Эмма тяжело вздохнула.
— Вот и ты уже меня боишься. Не бойся, говори.
— Я не боюсь, миледи, — робко ответила Кэтрин. — Я им сказала, что вы хорошо относитесь к слугам, что вы справедливая.
Эмма помолчала, пока Кэтрин одевала на нее домашнее платье — на редкость скромное для знаменитой леди Эммы. Потом велела Кэтрин убрать волосы в тугой строгий пучок. Молчание госпожи развязало язык служанки.
— Я однажды проходила мимо кухни и услышала, как миссис Кэмп называет вас «эта женщина». А Сьюзен вообще назвала вас змеей.
Эмма молчала, позволяя Кэтрин расчесывать ее и болтать в свое удовольствие.

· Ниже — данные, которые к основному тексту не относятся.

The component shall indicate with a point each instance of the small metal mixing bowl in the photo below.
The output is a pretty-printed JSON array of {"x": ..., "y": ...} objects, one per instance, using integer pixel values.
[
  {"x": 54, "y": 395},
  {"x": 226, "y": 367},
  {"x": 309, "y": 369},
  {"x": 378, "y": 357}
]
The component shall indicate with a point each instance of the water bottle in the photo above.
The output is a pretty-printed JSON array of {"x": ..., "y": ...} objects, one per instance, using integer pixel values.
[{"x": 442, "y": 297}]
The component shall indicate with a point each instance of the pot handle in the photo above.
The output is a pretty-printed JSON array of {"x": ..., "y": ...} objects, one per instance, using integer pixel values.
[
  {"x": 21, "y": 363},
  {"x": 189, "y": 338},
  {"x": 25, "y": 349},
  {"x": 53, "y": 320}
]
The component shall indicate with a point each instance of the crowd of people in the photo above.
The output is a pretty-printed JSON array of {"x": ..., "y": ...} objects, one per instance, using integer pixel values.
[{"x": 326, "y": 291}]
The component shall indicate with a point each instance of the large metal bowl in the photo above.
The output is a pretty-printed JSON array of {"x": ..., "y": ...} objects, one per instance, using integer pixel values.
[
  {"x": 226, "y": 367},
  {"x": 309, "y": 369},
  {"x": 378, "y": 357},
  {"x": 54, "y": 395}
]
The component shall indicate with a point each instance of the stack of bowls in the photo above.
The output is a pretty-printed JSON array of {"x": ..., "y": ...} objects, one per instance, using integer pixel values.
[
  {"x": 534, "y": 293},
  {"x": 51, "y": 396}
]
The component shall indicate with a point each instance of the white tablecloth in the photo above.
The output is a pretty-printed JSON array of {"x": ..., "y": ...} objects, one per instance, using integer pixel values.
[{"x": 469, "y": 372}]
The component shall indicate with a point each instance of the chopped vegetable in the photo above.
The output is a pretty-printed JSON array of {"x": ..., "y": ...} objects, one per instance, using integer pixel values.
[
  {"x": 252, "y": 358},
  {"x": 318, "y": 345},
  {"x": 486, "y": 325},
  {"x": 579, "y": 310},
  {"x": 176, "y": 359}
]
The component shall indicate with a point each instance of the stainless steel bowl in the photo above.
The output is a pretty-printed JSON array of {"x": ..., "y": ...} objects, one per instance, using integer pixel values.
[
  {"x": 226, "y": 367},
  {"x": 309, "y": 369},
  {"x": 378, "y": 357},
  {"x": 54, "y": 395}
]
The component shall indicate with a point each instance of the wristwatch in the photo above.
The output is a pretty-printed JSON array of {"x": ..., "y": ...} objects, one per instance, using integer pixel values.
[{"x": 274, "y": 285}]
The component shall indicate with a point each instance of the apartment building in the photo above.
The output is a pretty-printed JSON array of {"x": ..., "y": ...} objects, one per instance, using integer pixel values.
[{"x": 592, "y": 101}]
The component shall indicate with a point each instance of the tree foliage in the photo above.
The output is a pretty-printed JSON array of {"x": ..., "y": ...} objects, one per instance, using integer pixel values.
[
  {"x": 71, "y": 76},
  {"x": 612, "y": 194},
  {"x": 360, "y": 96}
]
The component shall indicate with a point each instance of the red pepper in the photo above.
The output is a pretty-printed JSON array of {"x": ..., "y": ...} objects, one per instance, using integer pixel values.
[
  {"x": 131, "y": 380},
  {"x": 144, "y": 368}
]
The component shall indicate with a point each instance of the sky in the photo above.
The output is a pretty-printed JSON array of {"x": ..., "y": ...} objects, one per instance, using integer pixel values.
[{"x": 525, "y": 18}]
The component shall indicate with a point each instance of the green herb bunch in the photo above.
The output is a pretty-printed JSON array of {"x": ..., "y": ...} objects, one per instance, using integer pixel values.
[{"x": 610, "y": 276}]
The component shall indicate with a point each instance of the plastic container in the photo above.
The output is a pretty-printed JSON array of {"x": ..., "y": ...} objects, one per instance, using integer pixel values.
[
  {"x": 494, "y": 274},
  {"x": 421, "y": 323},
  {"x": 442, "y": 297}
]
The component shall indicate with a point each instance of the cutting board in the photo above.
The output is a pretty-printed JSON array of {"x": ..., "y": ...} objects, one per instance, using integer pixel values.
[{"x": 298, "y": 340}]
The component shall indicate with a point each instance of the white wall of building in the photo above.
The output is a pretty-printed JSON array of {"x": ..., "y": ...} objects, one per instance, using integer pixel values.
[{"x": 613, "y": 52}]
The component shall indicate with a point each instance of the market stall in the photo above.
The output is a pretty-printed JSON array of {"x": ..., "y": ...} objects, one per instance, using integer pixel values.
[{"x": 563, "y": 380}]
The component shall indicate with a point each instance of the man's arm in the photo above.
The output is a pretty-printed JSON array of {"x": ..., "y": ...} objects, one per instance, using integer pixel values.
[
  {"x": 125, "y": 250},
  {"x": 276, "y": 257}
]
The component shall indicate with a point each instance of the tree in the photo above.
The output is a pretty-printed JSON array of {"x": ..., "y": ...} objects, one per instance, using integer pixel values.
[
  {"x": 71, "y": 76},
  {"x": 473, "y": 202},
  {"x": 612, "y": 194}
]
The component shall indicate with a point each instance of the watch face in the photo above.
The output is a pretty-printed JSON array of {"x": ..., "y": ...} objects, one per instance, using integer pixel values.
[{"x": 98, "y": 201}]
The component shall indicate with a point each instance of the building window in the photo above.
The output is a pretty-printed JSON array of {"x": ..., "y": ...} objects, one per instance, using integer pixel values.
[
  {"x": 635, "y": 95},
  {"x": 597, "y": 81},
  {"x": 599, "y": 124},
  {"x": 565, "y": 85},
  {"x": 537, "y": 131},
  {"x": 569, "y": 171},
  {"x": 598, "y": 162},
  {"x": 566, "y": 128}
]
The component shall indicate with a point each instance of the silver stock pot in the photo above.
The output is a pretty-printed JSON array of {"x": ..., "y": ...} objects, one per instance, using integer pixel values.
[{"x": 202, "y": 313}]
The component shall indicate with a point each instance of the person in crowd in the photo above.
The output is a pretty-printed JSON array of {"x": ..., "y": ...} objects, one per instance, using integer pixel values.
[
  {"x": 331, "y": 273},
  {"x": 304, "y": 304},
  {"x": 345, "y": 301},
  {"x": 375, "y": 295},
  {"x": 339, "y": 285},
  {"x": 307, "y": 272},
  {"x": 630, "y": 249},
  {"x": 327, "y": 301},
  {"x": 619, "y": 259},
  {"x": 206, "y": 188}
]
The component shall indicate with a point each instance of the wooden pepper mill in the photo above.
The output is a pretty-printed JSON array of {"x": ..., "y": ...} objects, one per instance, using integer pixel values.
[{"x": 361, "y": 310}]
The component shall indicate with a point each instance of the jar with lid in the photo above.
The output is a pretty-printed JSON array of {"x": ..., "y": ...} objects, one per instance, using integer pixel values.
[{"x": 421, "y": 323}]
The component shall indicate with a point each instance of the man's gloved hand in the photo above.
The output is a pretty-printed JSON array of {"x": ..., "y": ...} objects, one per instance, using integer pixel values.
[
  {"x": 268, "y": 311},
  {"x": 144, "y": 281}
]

— Я обиделась очень за вас, миледи, и сказала им больше так не говорить, потому что вы, ну, совсем не такая и не заслуживаете, чтобы вас так называли. В конце концов, вы замужем за их хозяином и они должны уважать его жену. Так я им и сказала. Тогда Мэри, она тоже там была, спросила меня, должны ли они уважать вас, если вы не уважаете своего мужа. Я сказала, что вы, конечно, уважаете его, ведь он ваш муж. После этого они вообще перестали со мной разговаривать. Если я что-то передаю от вас или мне самой надо, они дают мне или делают, что надо, но совсем не разговаривают, — расстроенно закончила Кэтрин, заканчивая несложную прическу.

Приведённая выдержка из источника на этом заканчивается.